To do so in Tororo, the team recruited 531 adults and children from 80 households and monitored them for malaria for two years. Each month they conducted diagnostic tests and collected blood samples from the participants; the blood was screened for malaria parasites and then used in mosquito-feeding experiments.
To pass from humans to mosquitoes, malaria parasites must first mature into "gametocytes;" once being ingested by the blood-sucking insects, the gametocytes divide into sex cells, fertilize each other and multiply. With this in mind, the team also analyzed the density of gametocytes in the human blood samples, as the number can hint at how infectious that blood might be to mosquitoes.
Over the course of the study, the team detected 148 episodes of malaria — 38 symptomatic and 110 asymptomatic. They conducted nearly 540 mosquito-feeding experiments with blood from 107 of the infected people, using an apparatus that keeps the blood warm with circulating water. In each experiment, dozens of mosquitoes got released into a container with the apparatus, where they could access the blood through a membrane that mimicked human skin.
The team later dissected the fed mosquitos to see how many became infected, and the vast majority of infections were linked to blood from asymptomatic people.
In all, blood from symptomatic people only infected 0.6% of the total infected mosquitoes.
Targeting hidden reservoirs
This trend is likely due, in part, to symptomatic people having easy access to malaria treatment, the authors said.
"In our study, children and adults if they fell sick … often they went to the clinic before they developed these transmissible gametocytes," Bousema said. Gametocytes take nine to 12 days to reach maturity, during which time most symptomatic people had already gotten treatment. "It actually demonstrates that if your access to care is very good, you can prevent symptomatic individuals from transmitting."
The challenge then becomes identifying infected people without symptoms, so that their chains of transmission can also be broken, he said. Notably, some asymptomatic people in the study remained infectious for months, though their gametocyte levels fluctuated over time. For example, two children remained infectious for six months without ever developing symptoms of malaria.
"Asymptomatic infections really dominated in children … and schoolchildren somehow have longer duration infections, higher gametocyte densities, and thus were really the important source for mosquitoes to become infected," Bousema said.

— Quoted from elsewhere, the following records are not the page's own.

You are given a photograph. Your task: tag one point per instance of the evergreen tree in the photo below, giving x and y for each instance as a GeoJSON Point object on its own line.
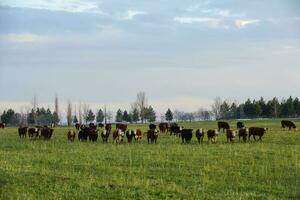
{"type": "Point", "coordinates": [169, 115]}
{"type": "Point", "coordinates": [100, 116]}
{"type": "Point", "coordinates": [119, 116]}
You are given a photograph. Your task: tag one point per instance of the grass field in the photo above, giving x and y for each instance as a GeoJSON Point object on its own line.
{"type": "Point", "coordinates": [58, 169]}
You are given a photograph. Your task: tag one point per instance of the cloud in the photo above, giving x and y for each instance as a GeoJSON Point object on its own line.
{"type": "Point", "coordinates": [207, 21]}
{"type": "Point", "coordinates": [130, 14]}
{"type": "Point", "coordinates": [22, 37]}
{"type": "Point", "coordinates": [244, 23]}
{"type": "Point", "coordinates": [76, 6]}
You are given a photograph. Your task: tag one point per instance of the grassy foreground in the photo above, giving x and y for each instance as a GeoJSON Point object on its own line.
{"type": "Point", "coordinates": [58, 169]}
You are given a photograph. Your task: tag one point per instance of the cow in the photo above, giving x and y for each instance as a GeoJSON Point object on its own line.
{"type": "Point", "coordinates": [93, 134]}
{"type": "Point", "coordinates": [2, 125]}
{"type": "Point", "coordinates": [240, 125]}
{"type": "Point", "coordinates": [288, 124]}
{"type": "Point", "coordinates": [118, 136]}
{"type": "Point", "coordinates": [46, 133]}
{"type": "Point", "coordinates": [243, 133]}
{"type": "Point", "coordinates": [105, 136]}
{"type": "Point", "coordinates": [152, 136]}
{"type": "Point", "coordinates": [122, 127]}
{"type": "Point", "coordinates": [71, 135]}
{"type": "Point", "coordinates": [186, 135]}
{"type": "Point", "coordinates": [230, 135]}
{"type": "Point", "coordinates": [212, 135]}
{"type": "Point", "coordinates": [138, 135]}
{"type": "Point", "coordinates": [223, 125]}
{"type": "Point", "coordinates": [22, 132]}
{"type": "Point", "coordinates": [152, 126]}
{"type": "Point", "coordinates": [33, 132]}
{"type": "Point", "coordinates": [163, 127]}
{"type": "Point", "coordinates": [255, 131]}
{"type": "Point", "coordinates": [199, 135]}
{"type": "Point", "coordinates": [77, 126]}
{"type": "Point", "coordinates": [130, 134]}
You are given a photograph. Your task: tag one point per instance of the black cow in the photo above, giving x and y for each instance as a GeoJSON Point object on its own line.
{"type": "Point", "coordinates": [199, 135]}
{"type": "Point", "coordinates": [243, 133]}
{"type": "Point", "coordinates": [223, 125]}
{"type": "Point", "coordinates": [288, 124]}
{"type": "Point", "coordinates": [212, 135]}
{"type": "Point", "coordinates": [240, 125]}
{"type": "Point", "coordinates": [152, 136]}
{"type": "Point", "coordinates": [186, 135]}
{"type": "Point", "coordinates": [254, 131]}
{"type": "Point", "coordinates": [22, 132]}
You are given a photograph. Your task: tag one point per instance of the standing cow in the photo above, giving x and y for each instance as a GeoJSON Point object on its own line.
{"type": "Point", "coordinates": [223, 125]}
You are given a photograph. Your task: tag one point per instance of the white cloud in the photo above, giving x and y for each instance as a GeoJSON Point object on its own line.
{"type": "Point", "coordinates": [207, 21]}
{"type": "Point", "coordinates": [130, 14]}
{"type": "Point", "coordinates": [56, 5]}
{"type": "Point", "coordinates": [244, 23]}
{"type": "Point", "coordinates": [23, 37]}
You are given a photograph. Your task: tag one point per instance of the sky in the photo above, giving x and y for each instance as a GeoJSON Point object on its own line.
{"type": "Point", "coordinates": [183, 54]}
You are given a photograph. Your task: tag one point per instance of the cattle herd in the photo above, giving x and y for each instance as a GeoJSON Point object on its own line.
{"type": "Point", "coordinates": [90, 132]}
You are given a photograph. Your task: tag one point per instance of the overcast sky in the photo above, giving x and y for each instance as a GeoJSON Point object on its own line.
{"type": "Point", "coordinates": [181, 53]}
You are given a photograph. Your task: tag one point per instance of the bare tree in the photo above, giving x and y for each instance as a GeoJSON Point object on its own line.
{"type": "Point", "coordinates": [69, 113]}
{"type": "Point", "coordinates": [216, 107]}
{"type": "Point", "coordinates": [141, 103]}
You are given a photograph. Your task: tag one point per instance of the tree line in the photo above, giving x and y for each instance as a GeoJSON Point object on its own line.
{"type": "Point", "coordinates": [141, 112]}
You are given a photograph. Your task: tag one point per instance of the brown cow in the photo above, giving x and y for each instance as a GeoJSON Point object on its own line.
{"type": "Point", "coordinates": [22, 132]}
{"type": "Point", "coordinates": [230, 135]}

Overall, the researchers estimated that children ages 5 to 15 represent nearly 57% of the infectious reservoir, meaning they carry most of the parasites that could infect mosquitoes with malaria. Following school-age children, children younger than 5 represent 27.5% of the reservoir, while those age 16 and older represent the remaining 15.7%.

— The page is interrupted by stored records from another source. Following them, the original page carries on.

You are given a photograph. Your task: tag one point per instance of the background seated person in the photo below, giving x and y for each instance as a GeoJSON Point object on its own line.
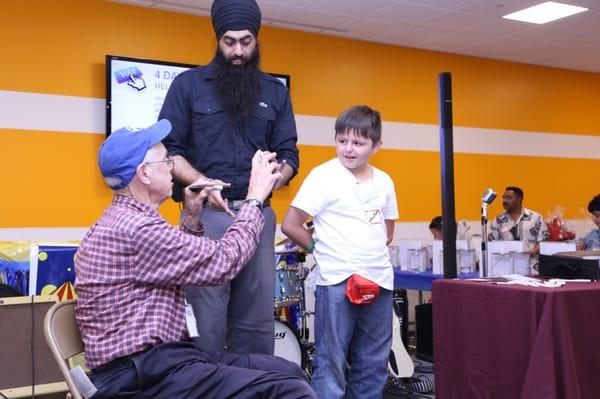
{"type": "Point", "coordinates": [518, 223]}
{"type": "Point", "coordinates": [591, 241]}
{"type": "Point", "coordinates": [131, 268]}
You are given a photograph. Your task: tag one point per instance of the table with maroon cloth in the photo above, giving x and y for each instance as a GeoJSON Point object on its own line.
{"type": "Point", "coordinates": [508, 341]}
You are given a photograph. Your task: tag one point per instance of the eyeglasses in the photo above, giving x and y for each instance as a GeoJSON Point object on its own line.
{"type": "Point", "coordinates": [170, 161]}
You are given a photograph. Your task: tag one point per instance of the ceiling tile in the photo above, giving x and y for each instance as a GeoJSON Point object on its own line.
{"type": "Point", "coordinates": [356, 8]}
{"type": "Point", "coordinates": [407, 35]}
{"type": "Point", "coordinates": [405, 13]}
{"type": "Point", "coordinates": [315, 18]}
{"type": "Point", "coordinates": [453, 21]}
{"type": "Point", "coordinates": [473, 27]}
{"type": "Point", "coordinates": [272, 11]}
{"type": "Point", "coordinates": [366, 27]}
{"type": "Point", "coordinates": [291, 3]}
{"type": "Point", "coordinates": [498, 8]}
{"type": "Point", "coordinates": [445, 4]}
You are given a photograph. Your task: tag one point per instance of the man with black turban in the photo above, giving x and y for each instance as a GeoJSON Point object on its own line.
{"type": "Point", "coordinates": [222, 113]}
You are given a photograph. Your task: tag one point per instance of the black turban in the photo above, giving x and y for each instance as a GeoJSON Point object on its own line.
{"type": "Point", "coordinates": [235, 15]}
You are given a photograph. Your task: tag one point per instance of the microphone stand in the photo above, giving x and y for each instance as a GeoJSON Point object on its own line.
{"type": "Point", "coordinates": [484, 265]}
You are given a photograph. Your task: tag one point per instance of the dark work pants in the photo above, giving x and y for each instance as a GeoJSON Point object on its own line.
{"type": "Point", "coordinates": [181, 370]}
{"type": "Point", "coordinates": [239, 314]}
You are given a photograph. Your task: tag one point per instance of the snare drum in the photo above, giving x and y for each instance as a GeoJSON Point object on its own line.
{"type": "Point", "coordinates": [288, 345]}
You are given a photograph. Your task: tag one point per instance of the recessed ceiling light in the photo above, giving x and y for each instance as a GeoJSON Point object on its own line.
{"type": "Point", "coordinates": [545, 12]}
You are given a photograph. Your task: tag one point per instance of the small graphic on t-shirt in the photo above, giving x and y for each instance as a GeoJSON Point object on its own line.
{"type": "Point", "coordinates": [374, 216]}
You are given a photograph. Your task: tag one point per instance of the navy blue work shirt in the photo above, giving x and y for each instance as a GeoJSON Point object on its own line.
{"type": "Point", "coordinates": [205, 136]}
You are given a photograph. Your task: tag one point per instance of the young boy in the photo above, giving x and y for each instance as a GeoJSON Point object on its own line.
{"type": "Point", "coordinates": [353, 206]}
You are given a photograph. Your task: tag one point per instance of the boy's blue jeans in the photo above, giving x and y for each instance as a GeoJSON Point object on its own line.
{"type": "Point", "coordinates": [358, 336]}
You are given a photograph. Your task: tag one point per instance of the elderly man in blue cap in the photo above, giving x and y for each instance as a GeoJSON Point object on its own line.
{"type": "Point", "coordinates": [131, 268]}
{"type": "Point", "coordinates": [222, 113]}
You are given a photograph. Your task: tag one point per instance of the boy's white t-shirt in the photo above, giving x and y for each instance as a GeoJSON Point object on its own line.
{"type": "Point", "coordinates": [349, 220]}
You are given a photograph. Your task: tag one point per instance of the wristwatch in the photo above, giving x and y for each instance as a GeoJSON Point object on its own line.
{"type": "Point", "coordinates": [255, 202]}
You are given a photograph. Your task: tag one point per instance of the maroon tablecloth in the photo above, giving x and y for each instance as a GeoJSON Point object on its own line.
{"type": "Point", "coordinates": [499, 341]}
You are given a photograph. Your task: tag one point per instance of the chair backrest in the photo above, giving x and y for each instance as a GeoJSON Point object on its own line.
{"type": "Point", "coordinates": [27, 365]}
{"type": "Point", "coordinates": [64, 340]}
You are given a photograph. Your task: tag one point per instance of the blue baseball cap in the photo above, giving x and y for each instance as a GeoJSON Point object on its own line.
{"type": "Point", "coordinates": [125, 148]}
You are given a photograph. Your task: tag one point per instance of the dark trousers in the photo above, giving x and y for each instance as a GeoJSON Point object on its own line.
{"type": "Point", "coordinates": [181, 370]}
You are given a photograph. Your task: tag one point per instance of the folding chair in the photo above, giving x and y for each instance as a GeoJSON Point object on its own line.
{"type": "Point", "coordinates": [64, 340]}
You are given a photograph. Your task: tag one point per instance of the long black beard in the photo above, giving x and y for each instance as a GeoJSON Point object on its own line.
{"type": "Point", "coordinates": [238, 87]}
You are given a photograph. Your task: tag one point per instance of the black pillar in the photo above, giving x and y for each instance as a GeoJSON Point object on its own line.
{"type": "Point", "coordinates": [447, 164]}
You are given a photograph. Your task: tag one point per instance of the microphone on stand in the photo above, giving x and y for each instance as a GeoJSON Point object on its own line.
{"type": "Point", "coordinates": [486, 199]}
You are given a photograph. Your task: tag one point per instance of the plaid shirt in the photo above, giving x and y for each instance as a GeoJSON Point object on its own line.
{"type": "Point", "coordinates": [529, 228]}
{"type": "Point", "coordinates": [131, 268]}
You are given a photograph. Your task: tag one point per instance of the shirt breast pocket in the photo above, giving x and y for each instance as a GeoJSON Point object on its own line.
{"type": "Point", "coordinates": [260, 126]}
{"type": "Point", "coordinates": [207, 121]}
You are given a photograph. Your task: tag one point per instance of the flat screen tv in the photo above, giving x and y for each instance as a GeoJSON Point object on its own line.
{"type": "Point", "coordinates": [136, 89]}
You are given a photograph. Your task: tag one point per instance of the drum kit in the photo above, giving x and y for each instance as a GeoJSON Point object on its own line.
{"type": "Point", "coordinates": [292, 338]}
{"type": "Point", "coordinates": [289, 302]}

Malaria control measures, such as insecticide-treated nets to cover people's beds, are often prioritized for young children under age 5 and pregnant women, but school-age children might get overlooked, the authors noted. Beyond nets, test-and-treat campaigns at schools could help snuff out new cases of malaria before they get passed to local mosquitoes, they said, and preventative medications, many of which can also be used to treat malaria, could help kids avoid picking up the parasites in the first place.